That's good, Bitter, I like that. Beauty is so, how should I put it, so beautiful. I love beauty. I love beautiful people, children, music, paintings, Raphael and Ginevra Benci. Still there is a devil in me howling for absinthe, blood, outrageous acts like walking a lobster down our high-street, useless, fruitless friendship with servile, self-seeking, ignorant snobs, the insolence of office, the pangs of desprized love, all things self-destructive, to be like
Ainsi qu'un débauché pauvre qui baise et mange
Le sein martyrisé d'une antique catin...
Then there is the dandy. Oscar Wilde, Stephen Frye. Stephen Frye as Oscar Wilde:
Wow! Debauchery and sphistication incarnate. Rimbaud and Lord Alfred Tennyson rolled into one! There are so many different ways of 'living the literary life'. I chose to choose nothing! I just want to be. I just want to love beauty and occasionally let this love overflow into a tiny poem. I want time, to read and read and read. I want to read everything. I have a book in my head, a novel. I used to write occasionally but feel a lot distracted during this last year or so. (been falling in and out of love with the same person which has left two thoroughly confused souls on a planet where most of the inabitants seem to know where they are going!) More often than not, I hear a scream inside my head like Joh Keats's angushed cry in:
I cry your mercy -- pity -- love -- ay, love!
Merciful love that tantalizes not,
One-thoughted, never-wandering, guileless love,
Unmask'd, and being seen -- without a blot!
O! let me have thee whole, -- all -- all -- be mine!
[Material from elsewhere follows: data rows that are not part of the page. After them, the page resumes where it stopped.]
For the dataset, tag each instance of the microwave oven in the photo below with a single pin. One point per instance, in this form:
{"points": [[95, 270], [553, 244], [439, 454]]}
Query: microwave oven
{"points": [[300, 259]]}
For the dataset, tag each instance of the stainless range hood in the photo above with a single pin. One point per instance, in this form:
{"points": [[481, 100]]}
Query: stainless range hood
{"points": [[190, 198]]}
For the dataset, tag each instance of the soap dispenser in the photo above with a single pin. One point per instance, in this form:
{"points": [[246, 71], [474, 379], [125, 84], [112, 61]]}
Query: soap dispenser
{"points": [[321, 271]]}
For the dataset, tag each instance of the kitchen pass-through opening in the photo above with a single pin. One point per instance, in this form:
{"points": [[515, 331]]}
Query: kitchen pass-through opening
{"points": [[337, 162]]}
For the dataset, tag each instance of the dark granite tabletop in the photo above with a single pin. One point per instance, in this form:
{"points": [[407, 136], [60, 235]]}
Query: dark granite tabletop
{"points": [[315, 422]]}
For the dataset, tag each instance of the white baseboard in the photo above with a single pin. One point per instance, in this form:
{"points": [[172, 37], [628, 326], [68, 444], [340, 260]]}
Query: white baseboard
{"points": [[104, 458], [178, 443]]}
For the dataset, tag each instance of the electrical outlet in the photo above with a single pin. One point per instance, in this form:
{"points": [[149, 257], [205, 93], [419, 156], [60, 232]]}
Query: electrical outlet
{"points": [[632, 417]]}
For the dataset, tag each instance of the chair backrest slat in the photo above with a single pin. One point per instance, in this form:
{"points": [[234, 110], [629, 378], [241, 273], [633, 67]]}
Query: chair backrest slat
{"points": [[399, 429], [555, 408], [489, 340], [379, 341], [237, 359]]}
That shape, that fairness, that sweet minor zest
Of love, your kiss, -- those hands, those eyes divine,
That warm, white, lucent, million-pleasured breast, --
Yourself -- your soul -- in pity give me all,
Withhold no atom's atom, or I die,
Or living on perhaps, your wretched thrall,
Forget, in the mist of idle misery,
Life's purposes -- the palate of my mind
Losing its gust, and my ambition blind!
I used to think I was Horatio, I am bloody Zhivago from the toe to the top of my head! Some literary life indeed! Where is the next big novel of human endurance and of love? Where is the next Hugh Kenner? Why did Keats go on living? Where have all the diciples gone? My kingdom sold, sold for a mole on that beautiful face! (
khal i rukhsar i yaar i man!). When asked by the Sultan of Ghazna about the price of his huge kingdom, the blind poet Rudki answered, "just a mole on my beloved's face!". I think this is all it was worth. All gone in a frenzy of madness. But boy, don't I love that one mole that I got for all my dreams and all my ambitions! If I had ten empires, I would have given them away. Beautiful to live two, three or even four lives simultaneously!